Pubdate: Wed, 10 Aug 2005
Source: Stayner Sun (CN ON)
Website: 
http://www.simcoe.com/sc/stayner/v-scv3/
Feedback: 
http://www.simcoe.com/sc/stayner/contact/v-scv3/
Address: 250 Main Street East, P.O. Box 80, Stayner, ON LOM 1S0
Fax: 705) 428-6909
Copyright: 1996-2005 Metroland Printing, Publishing and Distributing
Author: Roberta Avery

OFFICER PLEADS GUILTY

Tipped Off Pot Growers To Police Raids

A police officer, who coordinated a program to wipe out marijuana outdoor 
grow operations, fed information about the location of the crops to two men 
so that they could harvest the pot before police raids, a court has heard.

Ontario Provincial Police Det. Const. Scott Duguid, 34, pled guilty in the 
Ontario Court of Justice yesterday to breach of trust in connection with 
incidents in Simcoe County in August and September 2003.

In an agreed statement of facts read into court by Federal Crown Attorney 
Stephane Marinier, court heard Duguid, an eight-year member of the OPP, was 
transferred to the Huronia Combined Force Drug Enforcement Unit in 2000. 
There he took on the role of managing the program to search for and the 
destruction of outdoor marijuana often riding along in the OPP helicopter.

Police intercepted calls between Duguid, Jody Proctor, 27 and his brother 
Jamie Proctor, 27, who at the time was a prisoner at the Warkworth 
Institution. In conversations caught on tape Jody Proctor told his brother 
Duguid had given the longitude and latitude directions to marijuana fields.

The brothers discussed harvesting the crops and estimated they could make 
between $250,000 and $500,000 on one of the larger sites.

In another taped conversation, the Proctors talk about Duguid agreeing to 
delay the police raid on the larger site to allow time for Jody Proctor to 
locate the crop and harvest it. The brothers also make references to paying 
Duguid $1,000 for helping them, but state at least twice that he doesn't 
seem interested in the money.

An email, sent by Duguid's supervisor, listing the coordinates for three 
marijuana sites, was found in Duguid's vehicle when the OPP began 
surveillance of Duguid in September 2003.

Police found those coordinates written in Duguid's handwriting on a piece 
of paper from Duguid's notebook in Jody Proctor's vehicle along with a 
Global Positioning System with the same coordinates programmed into the memory.

The Proctors were arrested Sept. 23, 2003, four days after Jamie Proctor 
was released from prison.

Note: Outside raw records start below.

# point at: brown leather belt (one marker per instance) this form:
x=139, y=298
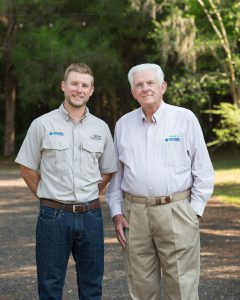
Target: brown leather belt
x=75, y=208
x=152, y=201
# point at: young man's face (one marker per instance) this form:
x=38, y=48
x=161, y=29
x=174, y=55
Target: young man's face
x=77, y=89
x=147, y=90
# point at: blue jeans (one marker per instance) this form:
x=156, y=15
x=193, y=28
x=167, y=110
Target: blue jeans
x=60, y=233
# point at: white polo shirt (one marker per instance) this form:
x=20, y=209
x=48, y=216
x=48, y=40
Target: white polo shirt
x=161, y=157
x=69, y=157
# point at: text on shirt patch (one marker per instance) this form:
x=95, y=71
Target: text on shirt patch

Jody Proctor pled guilty in November 2003 to 
conspiring to traffic marijuana and was sentenced to two years in jail. 
Jamie Proctor received an 18-month sentence for the same offence.

Duguid, who had been recommended for promotion and had just written his 
sergeant's exams - passing with the third highest marks in the province 
when he was arrested - was suspended with pay pending the outcome of the case.

A four-day sentencing hearing for Duguid is scheduled to start June 19, 2006.